- Directed by: Stuart McDonald
- Written by: Kathleen O'Brien
- Produced by: Lizzette Atkins Beth Frey
- Starring: Emma Lung Emily Browning
- Cinematography: Greig Fraser
- Edited by: Bill Murphy
- Release date: 2005 (Melbourne Film Festival);
- Running time: 52min
- Country: Australia
- Language: English

= Stranded (2005 film) =

Stranded is a 2005 Australian short film directed by Stuart McDonald and starring Emma Lung and Emily Browning.
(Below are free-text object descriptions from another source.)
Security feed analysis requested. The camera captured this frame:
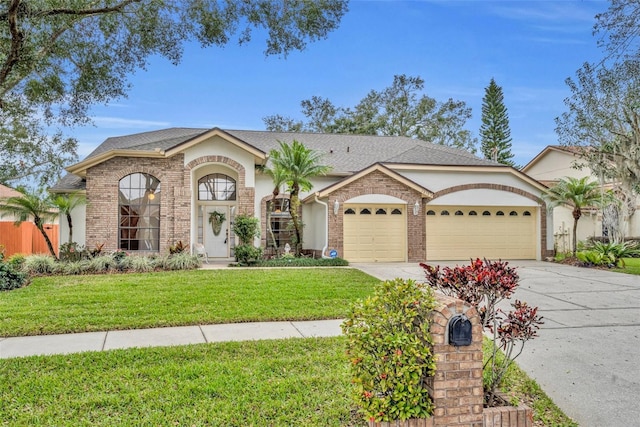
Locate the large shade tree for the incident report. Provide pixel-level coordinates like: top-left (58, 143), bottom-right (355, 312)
top-left (269, 140), bottom-right (331, 256)
top-left (263, 74), bottom-right (476, 152)
top-left (480, 78), bottom-right (514, 166)
top-left (0, 188), bottom-right (58, 259)
top-left (0, 0), bottom-right (348, 184)
top-left (544, 176), bottom-right (602, 256)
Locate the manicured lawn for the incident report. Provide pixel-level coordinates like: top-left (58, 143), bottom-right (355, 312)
top-left (0, 268), bottom-right (379, 336)
top-left (0, 337), bottom-right (366, 427)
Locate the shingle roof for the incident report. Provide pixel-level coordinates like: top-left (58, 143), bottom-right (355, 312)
top-left (52, 128), bottom-right (504, 191)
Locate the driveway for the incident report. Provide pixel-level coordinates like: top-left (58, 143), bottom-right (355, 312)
top-left (353, 261), bottom-right (640, 427)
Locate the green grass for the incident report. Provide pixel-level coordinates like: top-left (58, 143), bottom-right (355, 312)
top-left (614, 258), bottom-right (640, 275)
top-left (0, 337), bottom-right (366, 427)
top-left (0, 268), bottom-right (379, 336)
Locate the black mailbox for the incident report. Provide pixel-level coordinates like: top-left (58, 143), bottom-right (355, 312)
top-left (449, 314), bottom-right (471, 347)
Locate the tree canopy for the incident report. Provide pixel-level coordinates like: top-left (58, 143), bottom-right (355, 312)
top-left (480, 78), bottom-right (514, 166)
top-left (0, 0), bottom-right (348, 187)
top-left (263, 74), bottom-right (476, 152)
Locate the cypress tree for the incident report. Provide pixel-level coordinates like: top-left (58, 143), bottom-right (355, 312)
top-left (480, 78), bottom-right (514, 166)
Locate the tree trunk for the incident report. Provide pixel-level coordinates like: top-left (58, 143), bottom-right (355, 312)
top-left (67, 213), bottom-right (73, 243)
top-left (33, 217), bottom-right (58, 260)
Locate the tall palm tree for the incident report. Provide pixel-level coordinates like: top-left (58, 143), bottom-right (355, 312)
top-left (51, 193), bottom-right (87, 243)
top-left (544, 176), bottom-right (602, 256)
top-left (0, 188), bottom-right (58, 259)
top-left (262, 166), bottom-right (286, 251)
top-left (269, 139), bottom-right (331, 256)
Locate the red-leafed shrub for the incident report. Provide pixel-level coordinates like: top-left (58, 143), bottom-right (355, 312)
top-left (420, 259), bottom-right (543, 406)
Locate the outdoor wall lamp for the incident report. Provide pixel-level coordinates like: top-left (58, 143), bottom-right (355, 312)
top-left (413, 200), bottom-right (420, 215)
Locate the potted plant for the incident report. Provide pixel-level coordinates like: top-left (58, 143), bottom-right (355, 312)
top-left (209, 211), bottom-right (227, 236)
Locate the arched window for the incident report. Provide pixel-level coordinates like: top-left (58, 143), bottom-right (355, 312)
top-left (118, 173), bottom-right (161, 251)
top-left (198, 173), bottom-right (236, 201)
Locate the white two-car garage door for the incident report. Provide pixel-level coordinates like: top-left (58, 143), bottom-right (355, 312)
top-left (343, 204), bottom-right (407, 262)
top-left (426, 206), bottom-right (538, 261)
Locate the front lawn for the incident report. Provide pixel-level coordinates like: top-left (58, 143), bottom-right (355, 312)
top-left (0, 268), bottom-right (379, 337)
top-left (0, 337), bottom-right (366, 427)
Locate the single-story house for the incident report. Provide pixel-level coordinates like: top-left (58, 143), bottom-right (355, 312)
top-left (51, 128), bottom-right (553, 262)
top-left (522, 145), bottom-right (640, 252)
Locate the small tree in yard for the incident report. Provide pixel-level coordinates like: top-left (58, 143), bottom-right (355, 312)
top-left (420, 259), bottom-right (543, 406)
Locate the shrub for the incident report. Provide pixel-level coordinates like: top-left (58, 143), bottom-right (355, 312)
top-left (0, 257), bottom-right (27, 291)
top-left (165, 252), bottom-right (202, 270)
top-left (129, 256), bottom-right (155, 273)
top-left (420, 259), bottom-right (542, 406)
top-left (23, 255), bottom-right (57, 275)
top-left (59, 242), bottom-right (89, 262)
top-left (234, 243), bottom-right (262, 265)
top-left (342, 279), bottom-right (436, 421)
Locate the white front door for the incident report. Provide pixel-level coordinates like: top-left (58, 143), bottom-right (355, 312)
top-left (204, 206), bottom-right (231, 258)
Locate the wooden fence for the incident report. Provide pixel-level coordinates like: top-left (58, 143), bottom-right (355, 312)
top-left (0, 222), bottom-right (60, 257)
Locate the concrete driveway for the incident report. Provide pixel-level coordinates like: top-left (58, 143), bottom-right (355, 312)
top-left (353, 261), bottom-right (640, 427)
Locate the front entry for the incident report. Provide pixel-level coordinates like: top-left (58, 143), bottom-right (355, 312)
top-left (203, 205), bottom-right (235, 258)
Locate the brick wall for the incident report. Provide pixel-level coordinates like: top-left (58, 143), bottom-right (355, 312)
top-left (329, 171), bottom-right (427, 262)
top-left (427, 295), bottom-right (484, 427)
top-left (86, 154), bottom-right (191, 252)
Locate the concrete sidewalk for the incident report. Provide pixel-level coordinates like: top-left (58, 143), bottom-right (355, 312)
top-left (0, 319), bottom-right (342, 359)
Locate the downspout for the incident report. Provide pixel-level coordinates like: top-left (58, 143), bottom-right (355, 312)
top-left (314, 193), bottom-right (331, 259)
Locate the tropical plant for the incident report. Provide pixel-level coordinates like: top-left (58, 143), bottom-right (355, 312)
top-left (51, 193), bottom-right (87, 243)
top-left (269, 139), bottom-right (331, 256)
top-left (342, 279), bottom-right (436, 421)
top-left (0, 188), bottom-right (58, 259)
top-left (233, 215), bottom-right (262, 265)
top-left (420, 259), bottom-right (543, 406)
top-left (543, 176), bottom-right (602, 256)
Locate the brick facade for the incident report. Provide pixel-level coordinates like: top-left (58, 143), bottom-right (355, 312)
top-left (433, 183), bottom-right (553, 259)
top-left (85, 154), bottom-right (255, 252)
top-left (329, 171), bottom-right (427, 262)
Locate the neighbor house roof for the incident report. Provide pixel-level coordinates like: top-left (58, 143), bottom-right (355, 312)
top-left (52, 128), bottom-right (505, 191)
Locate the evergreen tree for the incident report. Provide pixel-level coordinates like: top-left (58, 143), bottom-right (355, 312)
top-left (480, 78), bottom-right (514, 166)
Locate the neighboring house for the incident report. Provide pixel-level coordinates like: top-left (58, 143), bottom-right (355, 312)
top-left (0, 184), bottom-right (59, 257)
top-left (522, 145), bottom-right (640, 251)
top-left (51, 128), bottom-right (553, 262)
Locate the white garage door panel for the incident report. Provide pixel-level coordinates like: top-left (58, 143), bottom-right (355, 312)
top-left (426, 206), bottom-right (537, 261)
top-left (343, 204), bottom-right (407, 262)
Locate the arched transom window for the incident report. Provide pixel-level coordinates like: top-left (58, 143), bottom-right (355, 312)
top-left (198, 173), bottom-right (236, 200)
top-left (118, 173), bottom-right (161, 251)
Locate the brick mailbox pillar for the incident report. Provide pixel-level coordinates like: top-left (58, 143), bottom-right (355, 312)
top-left (427, 295), bottom-right (484, 427)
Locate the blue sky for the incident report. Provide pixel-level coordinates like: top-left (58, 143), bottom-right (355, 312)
top-left (72, 0), bottom-right (608, 165)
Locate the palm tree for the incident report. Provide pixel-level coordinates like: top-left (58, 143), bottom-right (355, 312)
top-left (543, 176), bottom-right (601, 256)
top-left (51, 193), bottom-right (87, 243)
top-left (262, 166), bottom-right (286, 251)
top-left (269, 139), bottom-right (331, 256)
top-left (0, 188), bottom-right (58, 259)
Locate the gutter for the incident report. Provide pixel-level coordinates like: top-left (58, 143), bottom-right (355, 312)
top-left (314, 193), bottom-right (331, 259)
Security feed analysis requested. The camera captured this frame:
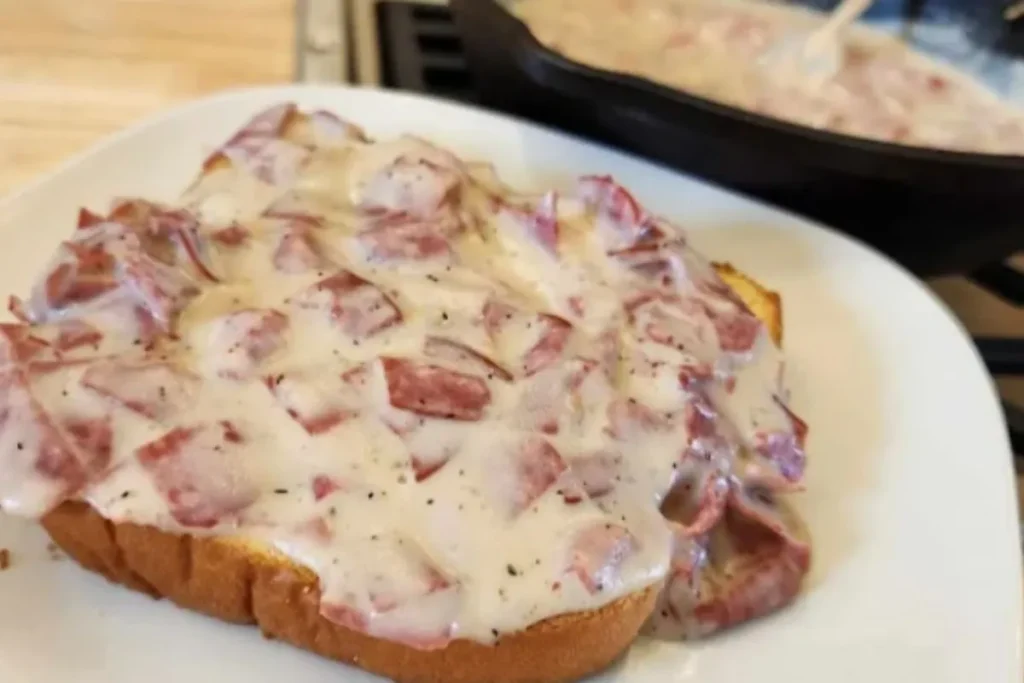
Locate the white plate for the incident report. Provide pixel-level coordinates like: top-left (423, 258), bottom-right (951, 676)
top-left (0, 87), bottom-right (1022, 683)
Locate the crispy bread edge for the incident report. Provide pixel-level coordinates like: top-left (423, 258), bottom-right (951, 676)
top-left (36, 263), bottom-right (782, 683)
top-left (42, 502), bottom-right (658, 683)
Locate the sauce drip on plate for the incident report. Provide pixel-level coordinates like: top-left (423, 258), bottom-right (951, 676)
top-left (0, 103), bottom-right (808, 648)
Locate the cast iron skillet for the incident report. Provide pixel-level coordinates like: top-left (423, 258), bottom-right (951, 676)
top-left (451, 0), bottom-right (1024, 275)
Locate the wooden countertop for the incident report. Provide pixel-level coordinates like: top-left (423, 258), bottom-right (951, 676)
top-left (0, 0), bottom-right (296, 196)
top-left (0, 0), bottom-right (1024, 512)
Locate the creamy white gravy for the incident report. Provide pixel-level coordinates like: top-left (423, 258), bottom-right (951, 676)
top-left (0, 105), bottom-right (806, 647)
top-left (512, 0), bottom-right (1024, 155)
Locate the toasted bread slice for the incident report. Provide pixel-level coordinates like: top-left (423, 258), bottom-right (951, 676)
top-left (36, 264), bottom-right (782, 683)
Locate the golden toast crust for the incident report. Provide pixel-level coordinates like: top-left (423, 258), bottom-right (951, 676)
top-left (42, 502), bottom-right (658, 683)
top-left (34, 263), bottom-right (782, 683)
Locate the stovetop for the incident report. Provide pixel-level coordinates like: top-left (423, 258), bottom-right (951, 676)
top-left (299, 0), bottom-right (1024, 458)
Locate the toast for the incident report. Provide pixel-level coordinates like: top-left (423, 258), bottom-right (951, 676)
top-left (34, 263), bottom-right (782, 683)
top-left (0, 105), bottom-right (809, 683)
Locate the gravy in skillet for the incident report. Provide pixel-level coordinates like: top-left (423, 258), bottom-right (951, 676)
top-left (513, 0), bottom-right (1024, 156)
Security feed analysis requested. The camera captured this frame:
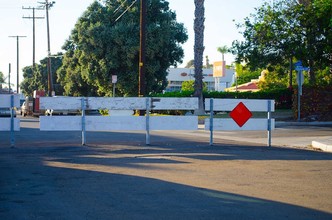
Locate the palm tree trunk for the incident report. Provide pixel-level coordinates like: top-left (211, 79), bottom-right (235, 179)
top-left (194, 0), bottom-right (205, 115)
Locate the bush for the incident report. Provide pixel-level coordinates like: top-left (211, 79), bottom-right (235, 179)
top-left (293, 85), bottom-right (332, 121)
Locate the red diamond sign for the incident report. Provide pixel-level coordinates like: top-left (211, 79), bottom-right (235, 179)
top-left (229, 102), bottom-right (252, 127)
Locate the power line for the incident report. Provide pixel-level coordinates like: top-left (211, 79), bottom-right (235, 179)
top-left (38, 0), bottom-right (55, 96)
top-left (22, 7), bottom-right (45, 71)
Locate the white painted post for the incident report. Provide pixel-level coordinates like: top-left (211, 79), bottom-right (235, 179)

It won the Film Critics Circle of Australia Award for Best Australian Short Film in 2006.

== Cast ==
- Emma Lung - Claudia
- Emily Browning - Penny
- Robert Morgan - Rex
- David Hoflin - Cam
- Nicki Wendt - Linda
- Ross Thompson - Earnest Vinnie
- Damien Richardson - Eager Vinnie
- Kodi Smit-McPhee - Teddy

==Reception==
Debi Enker writes in The Age "In spite of the darkness of the material and a bleak representation of suburban life, McDonald balances the drama with a wry humour, celebrating the inventive and rebellious spirit of his teenagers as O'Brien's script offers some hopeful, if unexpected, resolutions for the characters." The NT News calls it "a fresh new Australian drama." Writing in The Herald Sun Robert Fidgeon concludes "Solid going, but deserves your support."

Lung won the 2006 Australian Film Institute's Industry Awards award for Outstanding Achievement in Short Film Screen Craft and the 2007 Logie awards Graham Kennedy Award For Most Outstanding New Talent for her role.